I've recently got into investing after realising that my cash ISA was essentially losing value with rates where they are compared to inflation.

Vanguard is my long term investment platform. I've consolidated all my old workplace pensions (with fees around 0.45% - 0.7%) into a SIPP which is invested in the FTSE Global All Cap index fund. It's weighted across the entire market (something like 7,000 equities in total) and has low ongoing charge funds (around 0.45% all in).

https://www.vanguardinvestor.co.uk/investments/vanguard-ftse-global-all-cap-index-fund-gbp-acc/overview

I've got some cash in a robo-S&S ISA at the moment which I'm planning on transferring to a S&S ISA with Vanguard. I might go FTSE Global All Cap on this one too or if not, some sort of Developed/Emerging Market split.
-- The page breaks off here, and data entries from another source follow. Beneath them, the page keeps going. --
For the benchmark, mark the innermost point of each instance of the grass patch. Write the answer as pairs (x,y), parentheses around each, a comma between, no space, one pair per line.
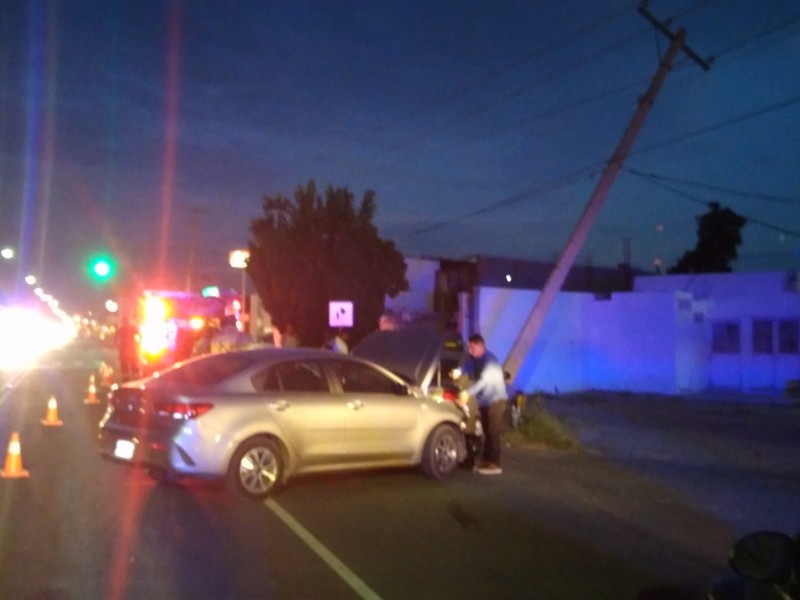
(538,428)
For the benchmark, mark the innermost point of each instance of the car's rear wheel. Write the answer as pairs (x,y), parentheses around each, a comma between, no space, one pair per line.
(440,456)
(256,469)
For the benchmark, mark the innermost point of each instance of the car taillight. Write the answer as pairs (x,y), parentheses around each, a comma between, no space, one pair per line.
(182,411)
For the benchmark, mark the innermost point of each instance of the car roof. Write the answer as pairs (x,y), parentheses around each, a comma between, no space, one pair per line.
(411,352)
(230,366)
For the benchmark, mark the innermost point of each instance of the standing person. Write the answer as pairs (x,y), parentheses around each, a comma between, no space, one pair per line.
(289,337)
(489,389)
(229,338)
(127,339)
(338,343)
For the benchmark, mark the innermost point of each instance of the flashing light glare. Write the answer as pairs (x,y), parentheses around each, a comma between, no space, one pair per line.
(238,258)
(25,335)
(154,338)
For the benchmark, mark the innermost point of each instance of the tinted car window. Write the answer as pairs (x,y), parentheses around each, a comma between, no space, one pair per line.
(357,378)
(205,372)
(295,376)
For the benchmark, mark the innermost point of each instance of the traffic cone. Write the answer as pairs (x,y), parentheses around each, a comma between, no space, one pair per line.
(51,416)
(106,374)
(13,466)
(91,393)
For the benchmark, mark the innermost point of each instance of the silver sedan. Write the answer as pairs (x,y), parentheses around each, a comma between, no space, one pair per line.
(259,417)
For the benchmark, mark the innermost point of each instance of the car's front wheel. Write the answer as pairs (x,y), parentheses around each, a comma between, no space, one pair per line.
(256,469)
(440,456)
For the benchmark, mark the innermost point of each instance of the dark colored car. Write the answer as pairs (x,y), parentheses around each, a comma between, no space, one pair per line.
(425,356)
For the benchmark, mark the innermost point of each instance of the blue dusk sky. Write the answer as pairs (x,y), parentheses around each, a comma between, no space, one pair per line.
(153,130)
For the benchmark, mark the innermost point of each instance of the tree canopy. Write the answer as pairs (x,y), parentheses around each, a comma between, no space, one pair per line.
(315,249)
(719,234)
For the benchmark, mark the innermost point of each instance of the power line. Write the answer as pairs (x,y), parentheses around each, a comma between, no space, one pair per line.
(714,188)
(706,203)
(732,121)
(556,185)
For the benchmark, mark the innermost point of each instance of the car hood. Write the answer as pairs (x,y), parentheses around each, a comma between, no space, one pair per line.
(412,353)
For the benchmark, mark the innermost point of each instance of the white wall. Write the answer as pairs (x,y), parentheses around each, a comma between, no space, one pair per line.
(630,342)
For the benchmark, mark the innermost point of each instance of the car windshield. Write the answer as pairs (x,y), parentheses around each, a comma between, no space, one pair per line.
(204,372)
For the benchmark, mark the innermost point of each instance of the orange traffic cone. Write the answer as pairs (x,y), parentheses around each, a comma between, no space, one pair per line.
(106,374)
(13,466)
(91,393)
(51,417)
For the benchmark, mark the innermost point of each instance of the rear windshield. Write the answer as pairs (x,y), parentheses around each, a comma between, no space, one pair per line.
(205,372)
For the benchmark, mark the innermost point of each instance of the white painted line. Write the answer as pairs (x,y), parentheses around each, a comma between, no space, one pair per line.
(350,578)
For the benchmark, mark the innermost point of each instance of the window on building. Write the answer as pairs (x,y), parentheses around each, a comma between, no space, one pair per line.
(789,336)
(762,336)
(725,337)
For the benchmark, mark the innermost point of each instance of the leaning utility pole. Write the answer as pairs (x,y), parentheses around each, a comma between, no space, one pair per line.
(530,330)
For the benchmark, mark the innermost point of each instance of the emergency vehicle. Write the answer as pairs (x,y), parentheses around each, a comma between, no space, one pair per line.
(171,323)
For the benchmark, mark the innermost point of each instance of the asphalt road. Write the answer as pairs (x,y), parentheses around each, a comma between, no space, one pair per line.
(597,524)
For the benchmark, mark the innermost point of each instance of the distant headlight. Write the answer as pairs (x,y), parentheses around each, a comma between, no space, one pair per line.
(25,335)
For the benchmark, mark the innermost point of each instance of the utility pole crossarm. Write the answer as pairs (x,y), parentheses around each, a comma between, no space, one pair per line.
(530,330)
(704,64)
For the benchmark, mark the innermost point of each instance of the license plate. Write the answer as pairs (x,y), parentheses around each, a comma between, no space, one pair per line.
(124,449)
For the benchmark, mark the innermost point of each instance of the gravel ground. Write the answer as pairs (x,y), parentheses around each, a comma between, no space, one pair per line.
(737,457)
I use Freetrade for a bit of dabbling.

Freetrade is excellent as it's commission free. There is a 0.45% FX charge for any non-GBP trades but other than that there are no other charges. Buying and selling is amazingly quick and easy and they have ETFs. The values you're looking at for now mean you're unlikely to need to worry about Capital Gains Tax so you could always set up a General Investment Account with Freetrade, separate from your S&S ISA. They do offer a S&S ISA option for £3 a month.

Don't forget that most ETFs don't allow fractional trading. Index funds are basically the same except that the can only be traded at the end rather than throughout the day. Index funds do allow fractional trading though.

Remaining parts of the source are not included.